Crash at the end of step 3

carlahurt commented 3 years ago

Hello, I am running a denovo alignment on a very large salamander GBS dataset. Step 3 took a very long time (12 days), and then something appeared to have happened during the aligning step. This caused it to crash in step 6. Any ideas on what went wrong? Also, is it possible to pick this back up after "chunking clusters" in step 3 and skip the long wait? I posted the errors in 2 snips - the messages were too long to fit in a single screen shot. I'm also attaching my params file for reference.

params-barb1.txt

Thank you, Carlaa

isaacovercast commented 3 years ago

Hello. This is almost certainly a disk space issue. I'm positive that you ran out of disk space right at the beginning of the aligning step. Please be sure that you have plenty of free disk space, like 100's of GB or more, as much as you can get. ipyrad creates numerous temporary files (most of which are cleaned up after each step) but we assume that disk space is essentially unlimited. If your assembly is especially large then this is even more true. Unfortunately there isn't a way to restart within a given step, so you'll have to run step 3 again. The clustering step can be impacted by very long reads, paired end data, and also very noisy data. I would verify with fastqc that your data does not contain a significant amount of low quality bases, and if it does I would trim the reads (during step 2) to remove as much of this as possible. This will speed up the clustering step.

mikerenfro commented 3 years ago

Hey, Isaac, Dr. Hurt’s HPC admin here. Where are the temporary files stored by default: /tmp or elsewhere? If /tmp, is there a way to override that, via environment variable or parameter?

isaacovercast commented 3 years ago

Hello Mike, all the temporary files are created within the project_dir which is specified within the params file for a given assembly. We don't touch the filesystem outside of this directory.
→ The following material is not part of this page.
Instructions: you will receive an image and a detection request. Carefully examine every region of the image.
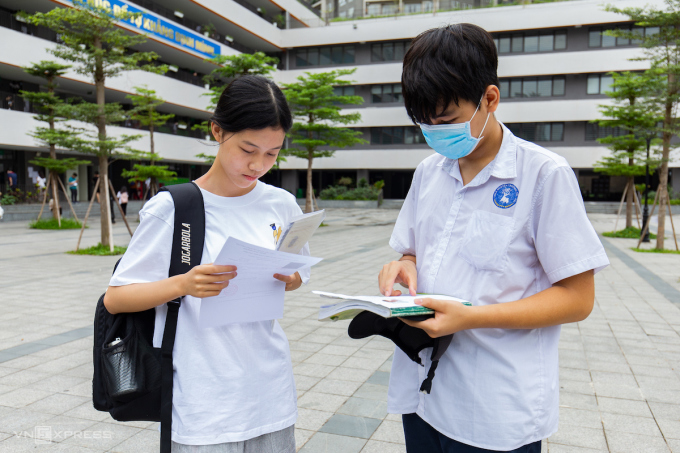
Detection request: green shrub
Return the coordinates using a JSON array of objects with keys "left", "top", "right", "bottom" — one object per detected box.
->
[{"left": 28, "top": 217, "right": 83, "bottom": 230}]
mikerenfro commented 3 years ago

In that case, we should have some dozen or so TB free there. Can look more closely on Tuesday or later.

isaacovercast commented 3 years ago

If it's not disk it could also be some other resource if there are quotas, for example I have seen issues with quotas on max number of files which could cause a similar kind of behavior.

mikerenfro commented 3 years ago

Far as I know, we have quota reporting, but no limits on space, file count, inodes, etc. Can verify later and let you know, thanks.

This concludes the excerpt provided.